Recently, a female friend and I were browsing through Match.com profiles of Dallas men. Online dating was an unexplored universe to her, and she was curious what my potential suitors looked like. After about half a dozen, she turned to me. “How can you even tell them apart?”

Good question. If Dallas women are famous for their ability to stand out in a crowd, Dallas men might be distinguished by the fact that they don’t. It all blurs together. Jeans and a plaid button-down. Baseball caps of nonbaseball teams. Fifty shades of khaki. Dallas is a conservative town, and that extends to the way men dress. If you’re looking for velvet smoking jackets or eccentric beards, we point you toward Denton.

But within that sameness, there is also a Dallas brand. Having spent so much time examining the beauty habits of the well-heeled female, I turned my attention toward the male species. What could I learn about them from their dating profiles?

First lesson: they take terrible pictures of themselves. I’d noticed a baseline incompetency in men’s photos before, but it isn’t until you actually drill into the earth that you discover how much bedrock is there. And there was plenty. Tiny, grainy pictures. Photos from so far away that you’d think some dude handed his camera to a space alien. Glum portraits taken at the bathroom sink with the phone still visible, which, in 2013, is a bit like having an AOL account.

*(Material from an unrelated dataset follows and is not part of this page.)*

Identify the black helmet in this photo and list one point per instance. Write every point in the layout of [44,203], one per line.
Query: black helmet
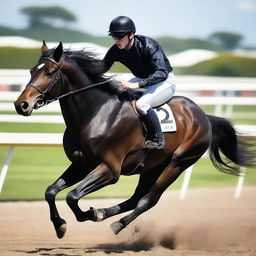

I don’t want to rag on Dallas men. It is awkwardness squared to build an online dating profile. But I can’t help noticing that women, so accustomed to being judged for their appearance, are aces in this department, while men’s photos look like mugshots. I wonder if there’s some macho self-consciousness about the very act of taking a photo, as though a flattering picture is somehow feminine? After all, Don Draper wouldn’t be caught dead taking a selfie. (Ooh, Tumblr idea: “Don Draper’s selfies.” You’re welcome, internet.)

Perhaps most baffling among these ill-considered photos is the ubiquitous profile picture snapped in the front seat of a car. As everyone knows, nothing flatters like a seat belt. I realize women take these pictures, too, but I saw so many men doing this, and I am confounded by the mental process leading up to it. Here you are, sitting in traffic. Is there anything you need to do right now? Oh, yes: take the defining photo of yourself.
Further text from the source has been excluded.